Left: Iterations to convergence v.s. \(\theta \), Right: Norm of weights v.s. \(\theta \)

Fig. 4
figure 4

Validation accuracies in training LeNet-5 with quantized (2-bit and 4-bit) ReLU activation

Fig. 5
figure 5

2D projections of MNIST features from a trained convolutional neural network [24] with quantized activation function. The 10 classes are color coded, and the feature points cluster near linearly independent subspaces

8.2 MNIST experiments

Our theory works for a board range of STEs, while their empirical performances on deeper networks may differ. In this subsection, we compare the performances of the three types of STEs in Fig. 2.

As in [2], we resort to a modified batch normalization layer [13] and add it before each activation layer. As such, the inputs to quantized activation layers always follow unit Gaussian distribution. Then, the scaling factor \(\tau \) applied to the output of quantized activation layers can be pre-computed via k-means approach and get fixed during the whole training process. The optimizer we use to train quantized LeNet-5 is the (stochastic) coarse gradient method with momentum = 0.9. The batch size is 64, and learning rate is initialized to be 0.1 and then decays by a factor of 10 after every 20 epochs. The three backward pass substitutions g for the straight-through estimator are (1) ReLU \(g(x) = \max \{x,0\}\), (2) reverse exponential \(g(x)=\max \{0,q_b(1- e^{-x/q_b})\}\) and (3) log-tailed ReLU. The validation accuracy for each epoch is shown in Fig. 4. The validation accuracies at bit-widths 2 and 4 are listed in Table 2. Our results show that these STEs all perform very well and give satisfactory accuracy. Specifically, reverse exponential and log-tailed STEs are comparable, both of which are slightly better than ReLU STE. In Fig. 5, we show 2D projections of MNIST features at the end of 100 epoch training of a 7 layer convolutional neural network [24] with quantized activation. The features are extracted from input to the last fully connected layer. The data points cluster near linearly independent subspaces.
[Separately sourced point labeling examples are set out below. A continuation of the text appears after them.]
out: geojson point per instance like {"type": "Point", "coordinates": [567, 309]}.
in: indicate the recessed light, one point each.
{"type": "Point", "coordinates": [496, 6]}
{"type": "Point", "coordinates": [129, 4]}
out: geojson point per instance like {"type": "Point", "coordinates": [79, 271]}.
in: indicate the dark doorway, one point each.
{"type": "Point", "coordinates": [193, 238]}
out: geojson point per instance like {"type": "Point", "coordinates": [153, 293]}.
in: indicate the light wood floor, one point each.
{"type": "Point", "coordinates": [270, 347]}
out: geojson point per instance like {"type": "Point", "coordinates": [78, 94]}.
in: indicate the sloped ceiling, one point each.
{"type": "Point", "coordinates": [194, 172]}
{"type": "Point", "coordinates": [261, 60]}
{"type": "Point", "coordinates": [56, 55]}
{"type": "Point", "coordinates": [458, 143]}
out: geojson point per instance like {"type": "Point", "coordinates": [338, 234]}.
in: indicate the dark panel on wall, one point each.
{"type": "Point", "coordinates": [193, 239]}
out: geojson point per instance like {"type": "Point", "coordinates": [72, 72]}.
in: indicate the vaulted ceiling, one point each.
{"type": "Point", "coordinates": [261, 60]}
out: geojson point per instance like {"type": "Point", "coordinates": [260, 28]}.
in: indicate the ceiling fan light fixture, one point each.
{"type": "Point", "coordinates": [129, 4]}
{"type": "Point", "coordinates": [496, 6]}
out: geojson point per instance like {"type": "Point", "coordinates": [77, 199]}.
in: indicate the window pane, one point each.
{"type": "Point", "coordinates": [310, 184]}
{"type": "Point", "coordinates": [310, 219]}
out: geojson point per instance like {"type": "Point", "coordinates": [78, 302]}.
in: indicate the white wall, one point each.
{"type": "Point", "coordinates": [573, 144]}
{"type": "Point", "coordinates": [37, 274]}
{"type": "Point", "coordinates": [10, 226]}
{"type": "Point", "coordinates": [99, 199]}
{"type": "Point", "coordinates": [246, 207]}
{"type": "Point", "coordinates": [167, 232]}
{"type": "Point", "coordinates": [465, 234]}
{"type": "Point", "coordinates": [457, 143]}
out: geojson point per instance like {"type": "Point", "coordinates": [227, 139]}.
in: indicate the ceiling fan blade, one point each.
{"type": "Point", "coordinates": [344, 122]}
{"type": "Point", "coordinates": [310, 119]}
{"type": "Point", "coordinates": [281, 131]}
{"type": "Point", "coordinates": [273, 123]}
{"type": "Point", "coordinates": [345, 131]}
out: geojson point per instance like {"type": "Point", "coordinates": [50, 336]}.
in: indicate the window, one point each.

Together with Sect. 8.1, we have numerical evidence that the linearly independent subspace data structure (working as an extension of subspace orthogonality) occurs for high-level features in a deep network for a nearly perfect classification, rendering support to the realism of our theoretical study. Enlarging angles between linear subspaces can improve classification accuracy, see [27] for such an effort on MNIST and CIFAR-10 data sets via linear feature transform.
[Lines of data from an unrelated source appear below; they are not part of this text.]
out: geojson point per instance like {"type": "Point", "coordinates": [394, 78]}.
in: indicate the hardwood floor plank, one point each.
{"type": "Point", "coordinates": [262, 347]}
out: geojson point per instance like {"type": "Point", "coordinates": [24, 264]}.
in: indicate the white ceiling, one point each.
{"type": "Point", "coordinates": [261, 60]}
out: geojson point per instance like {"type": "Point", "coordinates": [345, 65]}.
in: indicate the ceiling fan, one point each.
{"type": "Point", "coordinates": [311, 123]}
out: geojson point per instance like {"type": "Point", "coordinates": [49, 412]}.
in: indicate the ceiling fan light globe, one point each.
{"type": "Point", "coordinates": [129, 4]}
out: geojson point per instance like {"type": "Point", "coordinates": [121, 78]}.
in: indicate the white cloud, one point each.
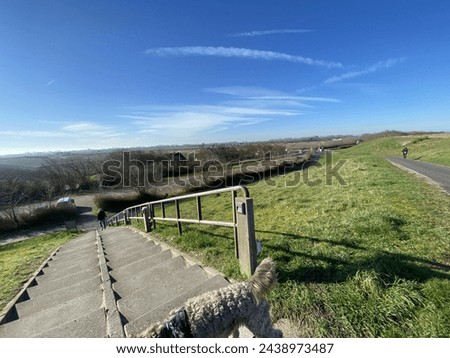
{"type": "Point", "coordinates": [262, 94]}
{"type": "Point", "coordinates": [270, 32]}
{"type": "Point", "coordinates": [235, 52]}
{"type": "Point", "coordinates": [89, 129]}
{"type": "Point", "coordinates": [378, 66]}
{"type": "Point", "coordinates": [29, 133]}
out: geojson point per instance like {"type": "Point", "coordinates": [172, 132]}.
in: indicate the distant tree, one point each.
{"type": "Point", "coordinates": [13, 193]}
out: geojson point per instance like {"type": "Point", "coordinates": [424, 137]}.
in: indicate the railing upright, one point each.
{"type": "Point", "coordinates": [243, 224]}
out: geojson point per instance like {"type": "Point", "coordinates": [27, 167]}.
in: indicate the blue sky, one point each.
{"type": "Point", "coordinates": [100, 74]}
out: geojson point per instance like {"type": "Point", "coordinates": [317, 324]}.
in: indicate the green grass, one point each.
{"type": "Point", "coordinates": [367, 259]}
{"type": "Point", "coordinates": [19, 260]}
{"type": "Point", "coordinates": [433, 148]}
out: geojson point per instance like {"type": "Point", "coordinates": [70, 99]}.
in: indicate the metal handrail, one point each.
{"type": "Point", "coordinates": [245, 229]}
{"type": "Point", "coordinates": [135, 212]}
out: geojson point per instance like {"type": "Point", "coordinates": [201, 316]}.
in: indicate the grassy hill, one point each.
{"type": "Point", "coordinates": [361, 253]}
{"type": "Point", "coordinates": [433, 148]}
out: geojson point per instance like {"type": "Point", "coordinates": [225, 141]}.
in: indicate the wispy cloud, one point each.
{"type": "Point", "coordinates": [29, 133]}
{"type": "Point", "coordinates": [270, 32]}
{"type": "Point", "coordinates": [247, 107]}
{"type": "Point", "coordinates": [255, 93]}
{"type": "Point", "coordinates": [89, 130]}
{"type": "Point", "coordinates": [376, 67]}
{"type": "Point", "coordinates": [235, 52]}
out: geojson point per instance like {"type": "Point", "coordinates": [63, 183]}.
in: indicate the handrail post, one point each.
{"type": "Point", "coordinates": [145, 215]}
{"type": "Point", "coordinates": [199, 209]}
{"type": "Point", "coordinates": [235, 230]}
{"type": "Point", "coordinates": [152, 215]}
{"type": "Point", "coordinates": [177, 209]}
{"type": "Point", "coordinates": [246, 235]}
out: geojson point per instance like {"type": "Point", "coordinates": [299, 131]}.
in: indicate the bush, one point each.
{"type": "Point", "coordinates": [117, 202]}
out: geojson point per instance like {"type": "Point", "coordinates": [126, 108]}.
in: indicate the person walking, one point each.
{"type": "Point", "coordinates": [101, 217]}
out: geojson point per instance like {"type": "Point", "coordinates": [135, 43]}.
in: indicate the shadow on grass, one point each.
{"type": "Point", "coordinates": [390, 266]}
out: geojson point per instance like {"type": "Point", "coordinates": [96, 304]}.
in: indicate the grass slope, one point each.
{"type": "Point", "coordinates": [361, 253]}
{"type": "Point", "coordinates": [19, 260]}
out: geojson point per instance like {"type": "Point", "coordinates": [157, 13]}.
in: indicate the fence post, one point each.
{"type": "Point", "coordinates": [147, 222]}
{"type": "Point", "coordinates": [246, 235]}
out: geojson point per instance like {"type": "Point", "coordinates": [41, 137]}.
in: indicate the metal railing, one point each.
{"type": "Point", "coordinates": [242, 216]}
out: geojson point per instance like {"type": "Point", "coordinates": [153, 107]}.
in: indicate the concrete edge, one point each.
{"type": "Point", "coordinates": [421, 176]}
{"type": "Point", "coordinates": [8, 311]}
{"type": "Point", "coordinates": [190, 259]}
{"type": "Point", "coordinates": [114, 327]}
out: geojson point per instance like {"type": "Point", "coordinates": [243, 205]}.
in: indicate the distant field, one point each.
{"type": "Point", "coordinates": [366, 258]}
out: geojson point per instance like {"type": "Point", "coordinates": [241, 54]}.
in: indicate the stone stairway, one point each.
{"type": "Point", "coordinates": [110, 284]}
Table 2 Validation accuracy (%) on MNIST with LeNet-5

8.3 CIFAR-10 experiments

In this experiment, we train VGG-11/ResNet-20 with 4-bit activation function on CIFAR-10 data set to numerically validate the boundedness assumption upon the \(\ell _2\)-norm of weight. The optimizer is momentum SGD with no weight decay. We used initial learning rate \(=0.1\), with a decay factor of 0.1 at the 80-th and 140-th epoch.
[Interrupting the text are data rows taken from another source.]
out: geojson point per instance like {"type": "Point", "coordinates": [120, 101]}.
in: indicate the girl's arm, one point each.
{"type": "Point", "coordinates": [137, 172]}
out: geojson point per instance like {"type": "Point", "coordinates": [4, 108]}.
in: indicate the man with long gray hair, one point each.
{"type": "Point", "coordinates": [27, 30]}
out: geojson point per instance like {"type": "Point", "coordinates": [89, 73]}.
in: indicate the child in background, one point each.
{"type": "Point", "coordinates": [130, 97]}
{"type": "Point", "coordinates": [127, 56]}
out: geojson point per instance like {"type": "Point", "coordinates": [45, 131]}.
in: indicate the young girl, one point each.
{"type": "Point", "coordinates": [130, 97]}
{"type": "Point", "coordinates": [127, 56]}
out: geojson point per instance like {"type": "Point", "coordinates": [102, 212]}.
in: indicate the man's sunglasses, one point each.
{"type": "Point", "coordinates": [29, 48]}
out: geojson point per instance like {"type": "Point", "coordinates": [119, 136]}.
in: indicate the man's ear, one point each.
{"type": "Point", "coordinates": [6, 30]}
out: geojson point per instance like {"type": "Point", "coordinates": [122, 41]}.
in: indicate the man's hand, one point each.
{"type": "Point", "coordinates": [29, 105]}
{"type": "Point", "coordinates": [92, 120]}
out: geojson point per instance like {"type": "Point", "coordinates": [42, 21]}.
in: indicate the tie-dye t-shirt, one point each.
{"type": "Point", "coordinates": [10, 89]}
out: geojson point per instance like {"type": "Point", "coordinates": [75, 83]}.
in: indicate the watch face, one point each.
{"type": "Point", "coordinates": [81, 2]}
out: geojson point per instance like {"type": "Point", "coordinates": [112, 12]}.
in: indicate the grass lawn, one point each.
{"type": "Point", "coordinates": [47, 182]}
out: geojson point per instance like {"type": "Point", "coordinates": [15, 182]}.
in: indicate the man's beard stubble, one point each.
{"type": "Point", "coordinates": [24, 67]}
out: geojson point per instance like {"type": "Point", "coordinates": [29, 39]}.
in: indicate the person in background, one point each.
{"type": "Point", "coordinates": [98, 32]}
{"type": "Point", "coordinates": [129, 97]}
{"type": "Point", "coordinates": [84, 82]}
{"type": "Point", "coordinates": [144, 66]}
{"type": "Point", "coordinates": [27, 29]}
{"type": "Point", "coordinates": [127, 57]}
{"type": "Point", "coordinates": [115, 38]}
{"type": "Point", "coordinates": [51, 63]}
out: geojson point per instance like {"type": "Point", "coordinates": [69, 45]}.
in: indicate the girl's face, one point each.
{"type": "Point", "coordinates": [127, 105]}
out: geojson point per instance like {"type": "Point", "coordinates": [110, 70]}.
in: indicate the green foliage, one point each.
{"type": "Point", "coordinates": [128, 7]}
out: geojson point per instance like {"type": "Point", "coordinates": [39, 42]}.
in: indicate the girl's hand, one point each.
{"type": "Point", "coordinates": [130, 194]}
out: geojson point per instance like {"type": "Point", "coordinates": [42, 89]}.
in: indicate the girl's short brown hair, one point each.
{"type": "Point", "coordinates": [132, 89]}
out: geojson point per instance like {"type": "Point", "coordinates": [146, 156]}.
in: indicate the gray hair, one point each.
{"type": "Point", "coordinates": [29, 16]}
We see from Fig. 6 that the \(\ell _2\) norm of weights is bounded during the training process. This figure also shows that the norm of weights is generally increasing in epochs which coincides with our theoretical finding shown in Lemma 5.3.

Fig. 6
figure 6

CIFAR-10 experiments for VGG-11 and ResNet-20: weight \(\ell _2\)-norm vs epoch

9 Summary

We studied a novel and important biased first-order oracle, called coarse gradient, in training quantized neural networks. The effectiveness of coarse gradient relies on the choice of STE used in backward pass only. We proved the convergence of coarse gradient methods for a class of STEs bearing certain monotonicity in nonlinear classification using one-hidden-layer networks. In experiments on LeNet and MNIST data set, we considered three different proxy functions satisfying the monotonicity condition for backward pass: ReLU, reverse exponential function and log-tailed ReLU for training LeNet-5 with quantized activations. All of them exhibited good performance which verified our theoretical findings. In future work, we plan to expand theoretical understanding of coarse gradient descent for deep activation quantized networks.